PyTorchTrainingJob is the Schema for the pytorchtrainingjobs API.

Appears in:

Field	Description
`apiVersion` string	`batch.tensorstack.dev/v1beta1`
`kind` string	`PyTorchTrainingJob`
`metadata` ObjectMeta	Refer to Kubernetes API documentation for fields of `metadata`.
`spec` PyTorchTrainingJobSpec
`status` PyTorchTrainingJobStatus

PyTorchTrainingJobList contains a list of PyTorchTrainingJob

Field	Description
`apiVersion` string	`batch.tensorstack.dev/v1beta1`
`kind` string	`PyTorchTrainingJobList`
`metadata` ListMeta	Refer to Kubernetes API documentation for fields of `metadata`.
`items` PyTorchTrainingJob array

PyTorchTrainingJobSpec outlines the intended configuration and execution parameters for a PyTorchTrainingJo.

Appears in:

Field	Description
`replicaSpecs` ReplicaSpec array	An array of ReplicaSpec. Specifies the pytorch cluster configuration.
`elastic` ElasticConfig	Configurations for how to launch an elastic training. Elastic training is effective only in torchrun mode.
`torchrunConfig` TorchrunConfig	Whether and how to use torchrun to launch a training process.
`runMode` RunMode	Job’s execution behavior. If omitted, defaults to `Immediate` mode, and tasks are executed immediately upon submission.
`runPolicy` RunPolicy	Execution policy configurations governing the behavior of a PytorchTrainingJob.
`tensorboardSpec` TensorBoardSpec	If specified, controller will create a Tensorboard for showing training logs.
`scheduler` SchedulePolicy	Identifies the preferred scheduler for allocating resources to replicas. Defaults to cluster default scheduler.

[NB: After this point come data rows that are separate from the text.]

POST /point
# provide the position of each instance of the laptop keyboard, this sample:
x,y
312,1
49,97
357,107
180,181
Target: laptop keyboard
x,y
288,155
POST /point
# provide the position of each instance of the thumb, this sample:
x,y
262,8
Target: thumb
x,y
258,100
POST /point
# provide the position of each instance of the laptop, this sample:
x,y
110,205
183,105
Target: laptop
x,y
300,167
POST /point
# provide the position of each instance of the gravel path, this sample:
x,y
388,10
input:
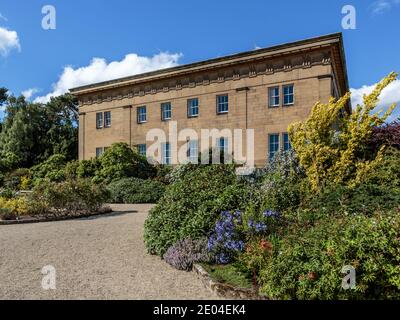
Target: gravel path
x,y
96,258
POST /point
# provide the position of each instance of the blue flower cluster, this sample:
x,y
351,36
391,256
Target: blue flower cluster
x,y
225,240
271,214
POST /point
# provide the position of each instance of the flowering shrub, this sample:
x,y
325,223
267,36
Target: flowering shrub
x,y
184,253
227,239
234,229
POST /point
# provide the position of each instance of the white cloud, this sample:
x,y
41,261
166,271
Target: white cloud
x,y
390,95
30,92
8,41
99,70
3,17
382,6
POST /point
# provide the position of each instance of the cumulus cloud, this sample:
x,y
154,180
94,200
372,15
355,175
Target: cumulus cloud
x,y
99,70
3,17
390,95
8,40
30,92
382,6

PyTorchTrainingJobStatus defines the observed state of PyTorchTrainingJob.

Appears in:

Field	Description
`tasks` Tasks array	The status details of individual tasks.
`tensorboard` DependentStatus	The status of the tensorboard.
`backoffCount` integer	The number of restarts having been performed.
`aggregate` Aggregate	The number of tasks in each state.
`conditions` JobCondition array	The latest available observations of an object’s current state.
`phase` JobPhase	Provides a simple, high-level summary of where the Job is in its lifecycle. Note that this is NOT indended to be a comprehensive state machine.

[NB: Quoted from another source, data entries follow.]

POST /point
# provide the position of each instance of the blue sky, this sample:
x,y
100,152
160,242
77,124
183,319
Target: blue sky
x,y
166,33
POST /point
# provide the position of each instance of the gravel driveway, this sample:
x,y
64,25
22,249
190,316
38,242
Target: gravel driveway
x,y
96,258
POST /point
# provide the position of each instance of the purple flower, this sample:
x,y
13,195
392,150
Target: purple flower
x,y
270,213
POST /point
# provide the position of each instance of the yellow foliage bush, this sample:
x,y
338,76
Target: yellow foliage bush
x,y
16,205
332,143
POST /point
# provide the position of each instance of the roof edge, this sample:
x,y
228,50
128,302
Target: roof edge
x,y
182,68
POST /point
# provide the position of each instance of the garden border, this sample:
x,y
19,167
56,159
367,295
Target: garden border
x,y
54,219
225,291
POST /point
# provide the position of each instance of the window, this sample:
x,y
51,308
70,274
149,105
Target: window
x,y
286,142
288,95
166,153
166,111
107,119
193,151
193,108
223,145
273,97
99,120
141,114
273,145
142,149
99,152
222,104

ReplicaSpec is a description of the job replica.

Appears in:

Field	Description
`type` string	ReplicaType is the type of the replica.
`replicas` integer	The desired number of replicas of the current template. Defaults to 1.
`scalingWeight` integer	Scaling weight of the current replica used in elastic training.
`template` PodTemplateSpec	Describes the pod that will be created for this replica. Note that `RestartPolicy` in `PodTemplateSpec` will always be set to `Never` as the job controller will decide if restarts are desired.
`restartPolicy` RestartPolicy	Restart policy for all replicas within the job. One of `Always`, `OnFailure`, `Never`, or `ExitCode`.

Describes how to launch pytorch training with torchrun.

Appears in:

Field	Description
`enabled` boolean	Set true to use torchrun launch pytorch training.
`maxRestarts` integer
`procPerNode` string	Number of processes to be started on every replica.
`rdzvBackend` string	Communication backed used for the group. Defaults to `c10d`.
`extraOptions` string array	Extra options for torchrun.